Washington, DC – The US administration has categorically denied Iranian claims that Tehran will receive billions of dollars of its frozen assets abroad before the start of the planned 60-day negotiation phase. This denial came after the signing of a memorandum of understanding with the United States last Friday.
In comments to CNN on Sunday, a senior US official asserted that Iranian claims regarding the unconditional release of $12 billion in Iranian assets were “completely false.” He described the account as a “fabrication” with no basis in reality.
The principle of “action for action”
The official emphasized that the agreement reached by both sides is strictly based on the principle of “action for action” or “payment for implementation.” He explained, “No frozen funds will be released unless the Iranians fulfill their specific obligations under the agreement.” The official also affirmed that any move toward releasing Iranian financial resources is contingent upon Tehran’s full and precise compliance with all the signed terms. He indicated that the US administration will not offer any advance financial concessions.
Conflicting statements
This American denial comes as a direct response to statements by Iranian Deputy Foreign Minister Kazem Gharibabadi, who claimed that the next phase of talks depends primarily on Washington fulfilling its commitments. He also emphasized that releasing frozen assets is a key part of these commitments.
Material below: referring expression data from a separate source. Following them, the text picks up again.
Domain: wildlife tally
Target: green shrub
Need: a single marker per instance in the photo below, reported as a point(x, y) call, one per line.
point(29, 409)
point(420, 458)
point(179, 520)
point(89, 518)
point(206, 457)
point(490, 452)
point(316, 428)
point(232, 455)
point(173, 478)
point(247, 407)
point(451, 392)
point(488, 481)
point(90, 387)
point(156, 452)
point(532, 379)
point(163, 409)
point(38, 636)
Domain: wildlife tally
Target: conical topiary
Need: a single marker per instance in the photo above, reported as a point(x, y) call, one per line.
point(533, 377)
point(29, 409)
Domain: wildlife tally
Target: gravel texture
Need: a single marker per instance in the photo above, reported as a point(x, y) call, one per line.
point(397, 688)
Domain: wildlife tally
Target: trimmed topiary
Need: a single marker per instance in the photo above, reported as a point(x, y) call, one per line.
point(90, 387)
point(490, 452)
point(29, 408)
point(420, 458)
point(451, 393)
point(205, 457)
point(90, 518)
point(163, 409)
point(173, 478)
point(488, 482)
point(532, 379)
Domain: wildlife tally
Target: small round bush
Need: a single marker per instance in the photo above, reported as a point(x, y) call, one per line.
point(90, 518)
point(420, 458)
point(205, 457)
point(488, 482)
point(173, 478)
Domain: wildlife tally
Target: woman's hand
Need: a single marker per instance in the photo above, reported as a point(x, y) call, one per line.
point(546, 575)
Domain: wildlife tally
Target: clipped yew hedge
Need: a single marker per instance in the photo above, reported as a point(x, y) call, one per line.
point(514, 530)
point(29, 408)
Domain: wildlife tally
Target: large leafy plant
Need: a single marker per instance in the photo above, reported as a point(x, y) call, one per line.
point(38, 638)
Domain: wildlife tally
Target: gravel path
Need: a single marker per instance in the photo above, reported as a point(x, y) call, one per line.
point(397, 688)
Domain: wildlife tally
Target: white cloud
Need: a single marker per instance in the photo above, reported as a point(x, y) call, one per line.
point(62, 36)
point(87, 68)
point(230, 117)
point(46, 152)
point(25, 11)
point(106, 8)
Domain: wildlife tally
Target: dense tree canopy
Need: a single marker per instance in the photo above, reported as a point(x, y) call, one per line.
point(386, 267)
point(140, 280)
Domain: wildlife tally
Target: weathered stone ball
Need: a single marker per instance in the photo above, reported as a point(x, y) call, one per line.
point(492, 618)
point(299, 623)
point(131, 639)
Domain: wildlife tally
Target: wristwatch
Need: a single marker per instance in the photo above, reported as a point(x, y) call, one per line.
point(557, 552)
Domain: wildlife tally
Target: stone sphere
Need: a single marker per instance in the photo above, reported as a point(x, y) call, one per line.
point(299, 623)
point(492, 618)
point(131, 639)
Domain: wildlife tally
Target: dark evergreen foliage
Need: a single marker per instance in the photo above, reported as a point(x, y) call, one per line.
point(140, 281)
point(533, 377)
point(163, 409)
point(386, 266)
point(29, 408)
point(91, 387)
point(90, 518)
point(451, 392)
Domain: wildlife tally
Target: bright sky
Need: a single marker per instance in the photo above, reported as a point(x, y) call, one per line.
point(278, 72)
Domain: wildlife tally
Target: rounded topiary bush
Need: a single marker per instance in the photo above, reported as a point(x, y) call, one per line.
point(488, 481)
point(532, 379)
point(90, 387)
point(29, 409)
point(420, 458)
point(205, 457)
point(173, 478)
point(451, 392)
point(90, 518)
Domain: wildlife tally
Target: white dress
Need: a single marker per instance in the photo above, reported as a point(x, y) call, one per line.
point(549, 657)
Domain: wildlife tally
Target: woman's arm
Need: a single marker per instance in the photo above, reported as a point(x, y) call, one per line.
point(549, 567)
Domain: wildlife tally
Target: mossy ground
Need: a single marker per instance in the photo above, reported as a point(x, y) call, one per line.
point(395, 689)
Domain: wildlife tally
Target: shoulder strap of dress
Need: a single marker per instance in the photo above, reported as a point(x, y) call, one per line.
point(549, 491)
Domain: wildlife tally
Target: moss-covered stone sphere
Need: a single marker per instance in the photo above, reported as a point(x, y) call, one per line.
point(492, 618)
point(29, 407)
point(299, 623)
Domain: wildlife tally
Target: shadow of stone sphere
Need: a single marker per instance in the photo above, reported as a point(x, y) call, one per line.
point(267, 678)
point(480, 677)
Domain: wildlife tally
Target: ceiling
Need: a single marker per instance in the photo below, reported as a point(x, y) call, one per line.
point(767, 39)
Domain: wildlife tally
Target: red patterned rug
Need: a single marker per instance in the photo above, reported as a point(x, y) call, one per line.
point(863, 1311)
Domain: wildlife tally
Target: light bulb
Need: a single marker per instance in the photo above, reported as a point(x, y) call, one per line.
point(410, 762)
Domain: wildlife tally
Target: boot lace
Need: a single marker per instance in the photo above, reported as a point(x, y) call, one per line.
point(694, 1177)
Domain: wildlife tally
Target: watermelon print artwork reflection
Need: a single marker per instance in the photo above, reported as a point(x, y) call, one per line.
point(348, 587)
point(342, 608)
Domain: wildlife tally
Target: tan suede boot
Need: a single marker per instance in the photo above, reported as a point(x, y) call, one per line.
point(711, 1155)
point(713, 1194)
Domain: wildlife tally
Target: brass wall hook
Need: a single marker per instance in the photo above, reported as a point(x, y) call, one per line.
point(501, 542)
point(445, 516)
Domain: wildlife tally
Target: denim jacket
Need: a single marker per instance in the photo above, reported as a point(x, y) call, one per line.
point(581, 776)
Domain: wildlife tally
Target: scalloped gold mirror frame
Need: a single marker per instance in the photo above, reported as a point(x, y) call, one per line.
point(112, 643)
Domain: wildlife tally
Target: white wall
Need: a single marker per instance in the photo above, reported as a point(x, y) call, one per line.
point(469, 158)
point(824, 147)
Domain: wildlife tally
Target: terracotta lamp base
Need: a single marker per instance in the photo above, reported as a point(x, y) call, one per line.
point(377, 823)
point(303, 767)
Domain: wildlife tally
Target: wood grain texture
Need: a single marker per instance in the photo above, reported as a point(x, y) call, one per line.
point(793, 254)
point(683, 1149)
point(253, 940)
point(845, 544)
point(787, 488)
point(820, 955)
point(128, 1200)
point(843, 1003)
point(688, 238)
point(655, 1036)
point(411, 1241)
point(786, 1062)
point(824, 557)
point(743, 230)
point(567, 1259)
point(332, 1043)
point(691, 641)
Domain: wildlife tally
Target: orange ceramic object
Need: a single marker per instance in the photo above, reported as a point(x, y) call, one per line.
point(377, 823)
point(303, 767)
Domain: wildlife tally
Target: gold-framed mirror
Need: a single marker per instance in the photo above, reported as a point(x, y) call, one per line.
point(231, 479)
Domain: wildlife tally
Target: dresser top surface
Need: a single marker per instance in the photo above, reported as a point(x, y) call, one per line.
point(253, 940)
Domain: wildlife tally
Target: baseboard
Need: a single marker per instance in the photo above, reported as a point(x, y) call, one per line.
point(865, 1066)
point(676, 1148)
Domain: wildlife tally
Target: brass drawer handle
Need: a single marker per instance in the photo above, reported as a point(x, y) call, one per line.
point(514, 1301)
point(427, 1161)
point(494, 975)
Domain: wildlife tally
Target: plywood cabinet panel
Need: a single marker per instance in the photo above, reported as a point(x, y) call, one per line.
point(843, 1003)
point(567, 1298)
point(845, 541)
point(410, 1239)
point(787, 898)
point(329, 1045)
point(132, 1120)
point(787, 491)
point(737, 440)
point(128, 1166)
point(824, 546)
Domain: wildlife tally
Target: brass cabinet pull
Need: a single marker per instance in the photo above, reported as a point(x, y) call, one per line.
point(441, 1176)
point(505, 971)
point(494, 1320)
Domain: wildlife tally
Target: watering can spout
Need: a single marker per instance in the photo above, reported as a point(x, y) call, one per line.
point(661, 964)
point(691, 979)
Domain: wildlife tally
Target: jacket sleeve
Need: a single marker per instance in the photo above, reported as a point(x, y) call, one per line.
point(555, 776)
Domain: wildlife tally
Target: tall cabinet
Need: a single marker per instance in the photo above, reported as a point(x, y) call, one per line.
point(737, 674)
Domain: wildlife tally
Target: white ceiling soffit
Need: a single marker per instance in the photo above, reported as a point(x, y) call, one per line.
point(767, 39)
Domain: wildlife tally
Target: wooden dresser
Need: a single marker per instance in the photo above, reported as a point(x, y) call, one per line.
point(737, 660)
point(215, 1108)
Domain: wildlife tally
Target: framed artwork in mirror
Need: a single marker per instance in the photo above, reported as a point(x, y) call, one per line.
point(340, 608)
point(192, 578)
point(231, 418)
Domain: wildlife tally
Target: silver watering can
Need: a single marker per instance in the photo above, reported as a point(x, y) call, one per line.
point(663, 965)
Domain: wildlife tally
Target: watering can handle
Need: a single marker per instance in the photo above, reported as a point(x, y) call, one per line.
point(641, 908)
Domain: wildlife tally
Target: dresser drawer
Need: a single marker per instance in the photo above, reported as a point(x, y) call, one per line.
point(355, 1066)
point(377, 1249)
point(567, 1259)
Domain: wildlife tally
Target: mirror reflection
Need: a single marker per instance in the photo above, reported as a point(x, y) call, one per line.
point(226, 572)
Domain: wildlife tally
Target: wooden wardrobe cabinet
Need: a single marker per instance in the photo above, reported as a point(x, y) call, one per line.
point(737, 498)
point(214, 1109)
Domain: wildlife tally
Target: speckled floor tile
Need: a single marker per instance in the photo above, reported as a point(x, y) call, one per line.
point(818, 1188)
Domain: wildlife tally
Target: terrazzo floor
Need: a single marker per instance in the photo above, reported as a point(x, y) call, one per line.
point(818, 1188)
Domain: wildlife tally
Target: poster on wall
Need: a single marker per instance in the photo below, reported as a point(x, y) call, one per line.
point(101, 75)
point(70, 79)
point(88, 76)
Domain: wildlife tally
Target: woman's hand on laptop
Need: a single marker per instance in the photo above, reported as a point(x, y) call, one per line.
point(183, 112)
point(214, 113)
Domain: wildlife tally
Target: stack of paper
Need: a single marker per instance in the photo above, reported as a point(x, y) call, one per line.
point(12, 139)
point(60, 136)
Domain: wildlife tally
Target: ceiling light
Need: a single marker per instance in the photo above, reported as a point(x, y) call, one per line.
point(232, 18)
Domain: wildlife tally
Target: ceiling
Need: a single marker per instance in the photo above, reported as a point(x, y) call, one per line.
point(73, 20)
These conflicting statements reflect a state of mutual caution between the two sides, each seeking to impose its vision regarding the mechanisms for implementing the agreement. While Tehran promotes the idea of immediate financial gains as part of its understandings, Washington insists on maintaining the financial aspect as leverage. Washington is using this to ensure Iran’s adherence to the negotiating process and its nuclear and security commitments during the next sixty days.
These developments confirm that the diplomatic path between the two countries remains fraught with challenges. Furthermore, the conflicting narratives surrounding the terms of implementation may prove to be the biggest obstacle to translating the initial understandings into concrete action that would end the months-long crisis.